The snowpack stretches along 400 miles of the Sierra Nevada, creating an icy reservoir that provides roughly one-third of irrigation and drinking water to the nation’s most populous state during hot, dry months of the year.

The water content of the snowpack measured at 164 percent of normal Wednesday, according to the state’s electronic monitors throughout the mountain range.

That’s the highest since 2011, the year before extreme drought hit California marked by the state’s driest four-year period on record, officials said.

“When the history of this winter’s wet season is written, undoubtedly it’ll make note of the fact that this is a wet season that helped alleviate much of the drought,” said Doug Carlson, a spokesman for the California Department of Water Resources.

The deep snowdrifts today come in stark contrast to two years ago, when Gov. Jerry Brown travelled with surveyors to the mountains near Lake Tahoe, standing in a meadow barren of measureable snow.

He later ordered residents to use less water at home — a first for California.

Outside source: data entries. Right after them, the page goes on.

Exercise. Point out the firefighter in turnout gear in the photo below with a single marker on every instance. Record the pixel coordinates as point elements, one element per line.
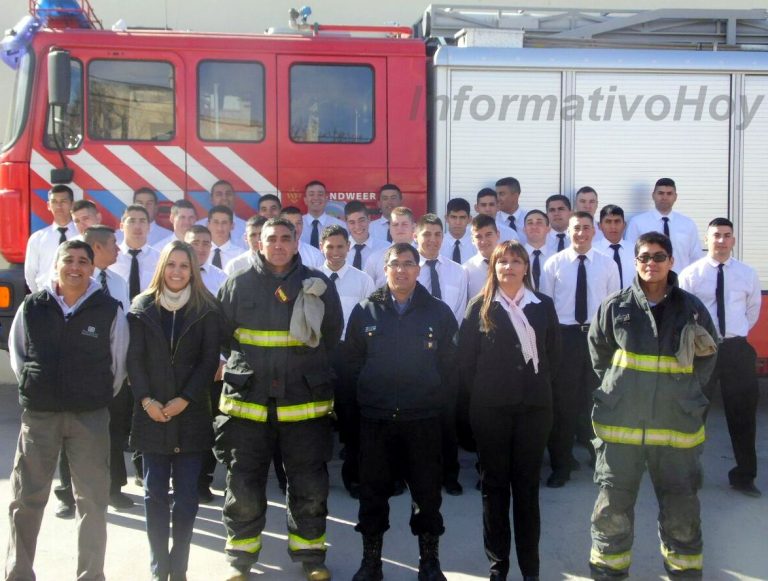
<point>653,346</point>
<point>286,318</point>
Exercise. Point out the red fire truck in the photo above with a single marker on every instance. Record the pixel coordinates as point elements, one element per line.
<point>466,96</point>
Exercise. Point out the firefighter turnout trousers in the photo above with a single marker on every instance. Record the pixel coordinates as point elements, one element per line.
<point>246,448</point>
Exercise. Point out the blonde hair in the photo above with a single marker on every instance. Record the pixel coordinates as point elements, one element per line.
<point>199,296</point>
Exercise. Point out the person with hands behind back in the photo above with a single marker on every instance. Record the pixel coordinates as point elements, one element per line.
<point>172,358</point>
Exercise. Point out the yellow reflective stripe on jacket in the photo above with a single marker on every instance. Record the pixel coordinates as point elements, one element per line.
<point>649,436</point>
<point>297,543</point>
<point>266,338</point>
<point>679,562</point>
<point>251,545</point>
<point>304,411</point>
<point>618,561</point>
<point>649,363</point>
<point>242,409</point>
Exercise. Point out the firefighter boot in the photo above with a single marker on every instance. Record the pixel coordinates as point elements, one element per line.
<point>429,564</point>
<point>370,568</point>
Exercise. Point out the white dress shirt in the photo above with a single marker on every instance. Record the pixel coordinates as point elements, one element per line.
<point>40,260</point>
<point>742,292</point>
<point>147,258</point>
<point>476,269</point>
<point>626,256</point>
<point>453,283</point>
<point>324,219</point>
<point>558,280</point>
<point>352,285</point>
<point>466,248</point>
<point>686,244</point>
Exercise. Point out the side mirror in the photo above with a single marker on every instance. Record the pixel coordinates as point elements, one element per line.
<point>59,77</point>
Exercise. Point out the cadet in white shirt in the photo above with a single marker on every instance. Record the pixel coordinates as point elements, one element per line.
<point>390,197</point>
<point>223,194</point>
<point>183,217</point>
<point>487,203</point>
<point>577,279</point>
<point>485,236</point>
<point>613,244</point>
<point>137,259</point>
<point>680,229</point>
<point>358,227</point>
<point>40,257</point>
<point>457,243</point>
<point>731,292</point>
<point>559,213</point>
<point>510,213</point>
<point>221,226</point>
<point>199,238</point>
<point>310,256</point>
<point>401,228</point>
<point>316,218</point>
<point>536,231</point>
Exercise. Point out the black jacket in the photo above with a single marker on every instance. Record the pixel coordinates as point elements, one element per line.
<point>492,367</point>
<point>155,372</point>
<point>403,365</point>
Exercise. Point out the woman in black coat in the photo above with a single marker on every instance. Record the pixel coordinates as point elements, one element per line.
<point>509,344</point>
<point>172,359</point>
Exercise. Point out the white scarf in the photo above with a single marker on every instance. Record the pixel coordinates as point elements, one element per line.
<point>172,301</point>
<point>525,333</point>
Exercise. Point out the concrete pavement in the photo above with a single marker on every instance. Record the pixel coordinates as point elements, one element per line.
<point>735,527</point>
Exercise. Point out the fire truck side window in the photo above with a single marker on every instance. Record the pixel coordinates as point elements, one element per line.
<point>230,101</point>
<point>332,103</point>
<point>131,100</point>
<point>68,121</point>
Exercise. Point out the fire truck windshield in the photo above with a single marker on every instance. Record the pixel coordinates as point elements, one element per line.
<point>19,101</point>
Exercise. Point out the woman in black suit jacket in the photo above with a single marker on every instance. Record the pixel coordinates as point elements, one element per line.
<point>509,345</point>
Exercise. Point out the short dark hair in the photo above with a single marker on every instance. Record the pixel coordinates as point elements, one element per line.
<point>401,248</point>
<point>611,210</point>
<point>74,245</point>
<point>667,182</point>
<point>512,183</point>
<point>483,220</point>
<point>654,238</point>
<point>557,198</point>
<point>458,205</point>
<point>62,189</point>
<point>536,211</point>
<point>485,193</point>
<point>334,230</point>
<point>222,210</point>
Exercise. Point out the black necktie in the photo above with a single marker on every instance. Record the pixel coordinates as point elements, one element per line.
<point>134,282</point>
<point>435,279</point>
<point>103,280</point>
<point>314,239</point>
<point>536,269</point>
<point>617,259</point>
<point>581,291</point>
<point>357,261</point>
<point>720,295</point>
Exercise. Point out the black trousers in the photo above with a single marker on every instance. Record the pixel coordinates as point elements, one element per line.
<point>510,443</point>
<point>737,377</point>
<point>572,392</point>
<point>384,445</point>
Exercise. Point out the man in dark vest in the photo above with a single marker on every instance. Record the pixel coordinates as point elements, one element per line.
<point>67,345</point>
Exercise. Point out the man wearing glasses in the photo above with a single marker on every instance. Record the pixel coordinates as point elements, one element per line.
<point>401,351</point>
<point>653,347</point>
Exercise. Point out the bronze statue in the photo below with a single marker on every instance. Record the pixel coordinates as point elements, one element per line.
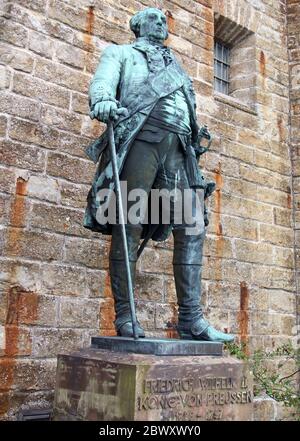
<point>157,144</point>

At the height of drought, hundreds of domestic wells, many in rural farming communities, ran dry, forcing residents to drink bottled water and bathe from buckets.

Some farmers in the state that leads the nation in producing fruits, vegetables and nuts, drew down wells to grow their crops, while others left fields unplanted.

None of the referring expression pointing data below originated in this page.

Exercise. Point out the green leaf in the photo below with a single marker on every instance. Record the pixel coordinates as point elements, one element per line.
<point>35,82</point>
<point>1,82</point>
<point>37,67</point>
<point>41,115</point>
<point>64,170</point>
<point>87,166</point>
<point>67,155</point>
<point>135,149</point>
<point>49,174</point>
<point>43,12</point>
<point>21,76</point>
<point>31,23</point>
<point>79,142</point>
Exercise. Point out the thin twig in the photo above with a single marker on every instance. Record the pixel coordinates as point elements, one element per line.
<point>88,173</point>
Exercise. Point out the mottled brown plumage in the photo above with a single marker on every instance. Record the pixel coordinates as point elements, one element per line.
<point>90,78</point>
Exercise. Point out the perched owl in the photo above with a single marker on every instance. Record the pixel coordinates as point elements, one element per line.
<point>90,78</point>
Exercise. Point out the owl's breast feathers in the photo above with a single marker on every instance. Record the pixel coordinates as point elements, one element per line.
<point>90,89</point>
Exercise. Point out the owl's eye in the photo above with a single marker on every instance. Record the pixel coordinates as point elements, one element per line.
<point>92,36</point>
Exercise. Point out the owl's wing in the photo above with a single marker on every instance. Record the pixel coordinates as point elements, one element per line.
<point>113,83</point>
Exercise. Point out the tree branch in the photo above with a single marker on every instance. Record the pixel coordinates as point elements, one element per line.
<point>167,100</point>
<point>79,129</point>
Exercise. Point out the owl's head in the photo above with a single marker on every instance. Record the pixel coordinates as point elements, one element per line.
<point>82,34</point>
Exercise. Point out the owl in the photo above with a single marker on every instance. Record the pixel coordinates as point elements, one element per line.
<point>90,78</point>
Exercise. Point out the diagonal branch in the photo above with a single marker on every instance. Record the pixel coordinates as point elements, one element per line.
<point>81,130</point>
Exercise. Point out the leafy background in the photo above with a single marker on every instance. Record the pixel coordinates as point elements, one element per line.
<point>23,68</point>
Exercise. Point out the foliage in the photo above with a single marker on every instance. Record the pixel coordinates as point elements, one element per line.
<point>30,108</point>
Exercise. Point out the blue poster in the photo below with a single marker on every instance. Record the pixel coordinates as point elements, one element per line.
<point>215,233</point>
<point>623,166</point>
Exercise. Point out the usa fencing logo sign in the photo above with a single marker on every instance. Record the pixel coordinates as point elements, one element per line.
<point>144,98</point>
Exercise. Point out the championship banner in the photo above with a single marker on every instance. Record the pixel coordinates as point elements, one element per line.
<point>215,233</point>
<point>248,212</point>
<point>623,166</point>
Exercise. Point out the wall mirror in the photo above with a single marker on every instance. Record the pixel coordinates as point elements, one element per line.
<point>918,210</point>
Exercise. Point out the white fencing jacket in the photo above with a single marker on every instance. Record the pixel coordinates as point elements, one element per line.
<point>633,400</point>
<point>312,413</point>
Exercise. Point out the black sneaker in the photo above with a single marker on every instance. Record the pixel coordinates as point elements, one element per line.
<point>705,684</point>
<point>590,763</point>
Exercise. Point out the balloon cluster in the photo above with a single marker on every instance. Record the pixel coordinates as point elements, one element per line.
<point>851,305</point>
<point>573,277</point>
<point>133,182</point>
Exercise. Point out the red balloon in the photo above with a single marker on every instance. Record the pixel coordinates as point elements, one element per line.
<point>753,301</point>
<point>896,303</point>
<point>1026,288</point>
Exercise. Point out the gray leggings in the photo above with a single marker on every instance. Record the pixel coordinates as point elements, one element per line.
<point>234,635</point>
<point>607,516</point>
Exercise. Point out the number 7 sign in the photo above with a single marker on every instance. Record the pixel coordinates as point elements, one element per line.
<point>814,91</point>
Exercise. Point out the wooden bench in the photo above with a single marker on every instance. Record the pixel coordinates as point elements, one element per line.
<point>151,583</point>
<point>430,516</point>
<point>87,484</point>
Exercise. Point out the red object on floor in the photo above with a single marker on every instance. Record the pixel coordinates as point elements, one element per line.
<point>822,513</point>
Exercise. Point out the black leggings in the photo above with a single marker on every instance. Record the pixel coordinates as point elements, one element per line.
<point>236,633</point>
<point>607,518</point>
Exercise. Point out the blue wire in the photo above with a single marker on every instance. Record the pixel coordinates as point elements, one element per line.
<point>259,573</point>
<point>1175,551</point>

Drought eased last winter, and monster storms in recent months have put a major dent in the five-year drought.

Winter storms filled the state’s major reservoirs, while also triggering flooding and rockslides, damaging roads, bridges, dams and other critical infrastructure with a repair bill officials say could top $1 billion.

It’s unclear whether the governor will lift his emergency drought declaration, which remains in place despite heavy storms. Brown has said he will make a decision after this spring’s wet season.

Officials say flooding will become a concern again as the weather warms, melting the large snowpack.

“It does have to eventually come down from the mountain,” Carlson said.